D. Un centre logistique
Dispositif installé par Catherine Gier au Syndicat Potentiel, composé d’1 estrade, des 6 tableaux d’affichage, de 23 boîtes-archives et du bureau OPA - espace de travail open space de l’artiste-coordinatrice de l’action.

E. Une présentation publique du travail accompli
Un moment global de restitution sera pensée au terme de cette première session d’OPA : édition, exposition dans un centre d’art partenaire du projet, exposition pour chaque artiste dans son lieu d’accueil avec temps de visite pour les salariés, leurs familles et le grand public – organisation d’un événement autour de ce parcours…

Outre cet ensemble de six restitutions et l’actualisation hebdomadaire de leur tableau blanc dans leur lieu d’accueil, les artistes n’ont pas de contrainte de production d’un objet au terme de leur période d’immersion, à moins qu’ils s’y soient engagés dans les obligations réciproques du contrat qu’ils auront signé avec leur organisation d’accueil.

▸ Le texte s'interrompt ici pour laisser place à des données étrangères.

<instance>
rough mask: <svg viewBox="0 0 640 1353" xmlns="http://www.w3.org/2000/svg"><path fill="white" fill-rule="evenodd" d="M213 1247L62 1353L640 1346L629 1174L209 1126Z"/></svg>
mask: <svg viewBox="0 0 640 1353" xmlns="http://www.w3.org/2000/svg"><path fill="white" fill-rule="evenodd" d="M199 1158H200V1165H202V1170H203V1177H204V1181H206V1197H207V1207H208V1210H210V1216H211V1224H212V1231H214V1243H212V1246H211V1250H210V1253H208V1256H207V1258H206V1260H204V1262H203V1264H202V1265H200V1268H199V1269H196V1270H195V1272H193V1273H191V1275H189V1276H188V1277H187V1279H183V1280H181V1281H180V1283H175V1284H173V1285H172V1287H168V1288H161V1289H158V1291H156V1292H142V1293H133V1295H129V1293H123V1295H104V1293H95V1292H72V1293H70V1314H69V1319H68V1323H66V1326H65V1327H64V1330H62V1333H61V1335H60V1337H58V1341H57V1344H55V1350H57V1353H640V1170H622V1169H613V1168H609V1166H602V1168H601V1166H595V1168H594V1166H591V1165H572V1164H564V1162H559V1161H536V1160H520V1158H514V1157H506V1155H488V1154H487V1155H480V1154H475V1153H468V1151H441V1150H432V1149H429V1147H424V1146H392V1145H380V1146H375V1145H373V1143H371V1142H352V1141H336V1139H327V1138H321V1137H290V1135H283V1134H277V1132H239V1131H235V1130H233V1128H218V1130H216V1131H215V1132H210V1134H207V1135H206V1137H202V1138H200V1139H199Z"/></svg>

Pistes de travail : Stéphanie Leininger

- Créer des micro-événements dans des interstices de temps et d’espace qui correspondent à un entre deux qui est d’ordre collectif. Ainsi, imaginer des interventions pouvant apporter un espace d’évasion fugace entre les temps de travail, dans les espaces communs. Les couloirs, la zone machine à café, les espaces de repos, le hall d’entrée, l’ascenseur, le parking. De même que quelques courtes minutes de sommeil peuvent s’avérer réparatrices, les espaces de transition habités de micro-événements inattendus peuvent constituer un souffle d’imaginaire pour des organismes soumis à une activité continue et où l’attention est mobilisée en permanence dans un champ donné.
- Créations de textes à partir du vocabulaire actif dans l’entreprise et détournement de ce langage pour composer des formes nouvelles, ouvertes et insaisissables, affichage des objets langage ainsi créés.
- Affichages sous la forme d’annonces inventées comme un jeu autour d’une poétique d’objets trouvés en recherche de leurs propriétaires.
- Création d’un « bureau des projets fictifs inutiles et impossibles «. Ce bureau, lieu de travail de l’artiste peut prendre toutes les formes, il peut être mobile, éphémère et protéiforme.
Il est un laboratoire-atelier où l’artiste expérimente son environnement, joue et explore ses données contextuelles et les réinterprète selon des codes personnels et des processus créatifs à partager.
Cet atelier bureau deviendra au fur et à mesure de son occupation par l’artiste un espace collectif où chacun sera invité à participer, à apporter ses idées, ses échappées d’imaginaire, étincelles de méditations et autres espaces de liberté.
On pourra y ajouter ou enlever des images, idées, textes, objets, n’y rien faire, s’y reposer, y parler ou juste passer pour voir quelques indices d’une collection d’impossible et d’éphémère suspendu au fil du vide espace créateur.